The need for the Federal Reserve to turn on the printing press again is very much up for debate and the media fixation obscures the positive impact low interest rates is having on US growth.
That is the view of Eric Takaha, portfolio manager on the Templeton Fixed Income group and co-manager on two of the firm’s leading bond funds.
‘Could QE3 have an impact if it does or doesn’t happen? It’s possible. Frankly, the bigger impetus is really the low short-term rates, and that’s been in place for some period of time,’ said Takaha in a market commentary.
‘The Fed has been pretty clear that’s going to remain in place at least until 2014 - maybe even past 2014. And we think that’s been very supportive for the overall financial markets, particularly the fixed income markets, by keeping that overall weight on the very low side in terms of short-term rates.’
The fund manager added this preference for low rates also holds true in Europe, as well as other developed markets, given their economic issues and very low inflation.
‘We don’t see a lot of impetus for raising short-term rates in those areas, either. So, we feel, even without QE3, the financial markets can continue to move forward. It would probably be a slight positive if it occurred, but we don’t know necessarily if it’s a high likelihood at this stage.’
Takaha co-manages the $519 million Franklin Strategic Income fund alongside Citywire AA-rated duo Chris Molumphy and Kent Burns. He also co-runs the Templeton Global High Yield fund alongside Michael Hasenstab.

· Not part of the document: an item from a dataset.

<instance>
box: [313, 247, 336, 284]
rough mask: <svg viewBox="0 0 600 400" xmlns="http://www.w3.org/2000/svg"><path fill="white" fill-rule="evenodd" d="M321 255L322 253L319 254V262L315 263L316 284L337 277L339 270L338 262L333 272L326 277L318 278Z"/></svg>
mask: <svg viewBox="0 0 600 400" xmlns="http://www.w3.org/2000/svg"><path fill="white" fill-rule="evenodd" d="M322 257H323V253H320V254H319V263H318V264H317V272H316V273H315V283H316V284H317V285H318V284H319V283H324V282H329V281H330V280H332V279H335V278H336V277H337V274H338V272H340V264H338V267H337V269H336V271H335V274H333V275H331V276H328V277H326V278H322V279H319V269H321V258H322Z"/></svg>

While Takaha believes short-term interest rates are currently a good thing, he questioned the actual, real impact of QE on the US economy.
‘Everyone talks about QE1 and QE2 and what QE3 may or may not do. Well frankly, it’s hard to decipher what the real impact from the first two quantitative easing measures was on the overall economy and on the financial markets.’
‘They certainly were positive, but in terms of the actual impact, it’s little bit harder to really parcel that out,’ he said.
The Franklin Strategic Income fund is largely focused on the US market, with 58% of the fund allocated here. It has returned 42.11% over the past three years while its benchmark, the Citigroup WGBI TR USD, has risen 19.54% in the same period.